Tonight was another rough night for Mork. i'm not sure if it was the Cerenia injection, appeitte stimulant, symptom of the lymphoma, or stress of the vet visit, but he just didn't feel well for a few hours. He was crouching in the uncomfortable cat position on the arm of the couch. I just brought out one of his favorite fleece blankets, and he finally curled up in what looks like a comfortable position next to me. He has been sticking his tongue partially out for about an hour while he crouched. I thought maybe he was having a reaction to one of the meds, but he stopped once he cuddled up next to me. He does sometimes stick his tongue out partially when he is sleepy and happy, but not usually for an hour. I'm probably going to sleep on the couch to be with him.
Through it all, I am tortured by swirling thoughts. Am I doing the right thing? When will enough be enough? Should I just let Mork be happy at home and make him comfortable for the time he has left? Am I putting myself in a dangerous financial position when ultimately the end result will be Mork dies anyway? Will the treatments end up helping and actually be worth it? It's so hard. I find myself breaking down and crying when I think about the situation. I can't imagine not having Mork around. He is my beautiful sweet boy. He and Minnie do everything together. They have been together since birth.

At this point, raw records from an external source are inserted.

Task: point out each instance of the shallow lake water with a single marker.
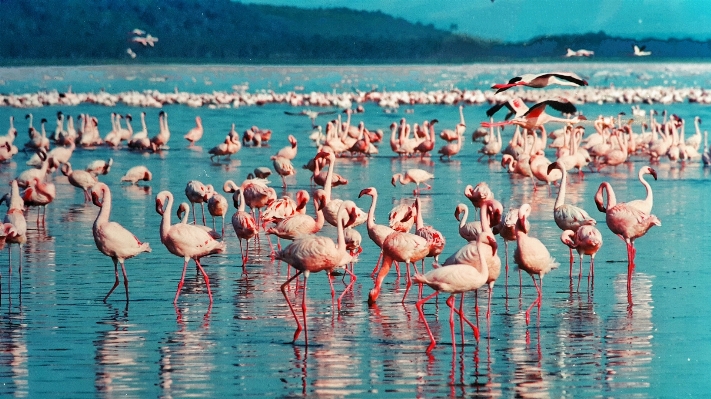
(57, 337)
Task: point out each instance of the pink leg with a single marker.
(375, 270)
(116, 281)
(422, 314)
(207, 279)
(293, 312)
(450, 303)
(182, 279)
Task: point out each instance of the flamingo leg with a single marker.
(450, 303)
(293, 312)
(116, 282)
(422, 314)
(182, 279)
(207, 279)
(125, 278)
(350, 286)
(375, 270)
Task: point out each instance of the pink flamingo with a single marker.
(16, 217)
(312, 254)
(112, 239)
(136, 174)
(531, 255)
(417, 176)
(185, 240)
(456, 279)
(79, 179)
(244, 224)
(197, 193)
(566, 216)
(587, 240)
(195, 133)
(626, 221)
(377, 232)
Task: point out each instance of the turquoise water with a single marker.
(58, 338)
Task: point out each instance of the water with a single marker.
(59, 339)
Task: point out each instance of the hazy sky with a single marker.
(515, 20)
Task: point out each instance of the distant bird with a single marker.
(111, 238)
(580, 53)
(639, 51)
(542, 80)
(137, 173)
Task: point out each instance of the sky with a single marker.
(519, 20)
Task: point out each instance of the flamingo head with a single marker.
(458, 211)
(366, 191)
(553, 165)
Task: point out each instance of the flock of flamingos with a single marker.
(475, 265)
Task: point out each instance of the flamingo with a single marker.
(136, 174)
(16, 217)
(531, 255)
(626, 221)
(456, 279)
(312, 254)
(587, 240)
(417, 176)
(542, 80)
(566, 216)
(79, 179)
(197, 193)
(112, 239)
(244, 224)
(195, 133)
(185, 240)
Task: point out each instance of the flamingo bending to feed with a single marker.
(112, 239)
(542, 80)
(531, 255)
(417, 176)
(587, 240)
(456, 279)
(312, 254)
(377, 232)
(244, 224)
(566, 216)
(626, 221)
(197, 192)
(195, 133)
(79, 179)
(185, 240)
(15, 216)
(137, 173)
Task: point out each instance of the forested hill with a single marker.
(205, 31)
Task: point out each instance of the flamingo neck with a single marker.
(560, 200)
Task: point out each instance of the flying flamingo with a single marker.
(542, 80)
(111, 238)
(244, 224)
(587, 240)
(195, 133)
(185, 240)
(626, 221)
(417, 176)
(312, 254)
(531, 255)
(79, 179)
(377, 232)
(566, 216)
(456, 279)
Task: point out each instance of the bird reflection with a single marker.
(186, 357)
(119, 353)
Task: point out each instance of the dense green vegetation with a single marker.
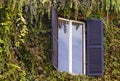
(25, 44)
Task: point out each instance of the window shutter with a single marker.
(94, 55)
(54, 38)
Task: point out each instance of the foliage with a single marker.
(25, 31)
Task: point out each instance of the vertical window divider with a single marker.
(70, 46)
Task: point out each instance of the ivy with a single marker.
(25, 31)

I'm looking for support from people who have been through similar situations. I don't feel like I can talk about it with most people in detail because many don't understand why I would go through this for "just a cat." How did you know when to stop with aggresive treatment? How did you deal with all the terrible emotions? Do you wish you would have done things differently?
If you made it through this post, thank you for listening. I feel a little better just getting it off my chest.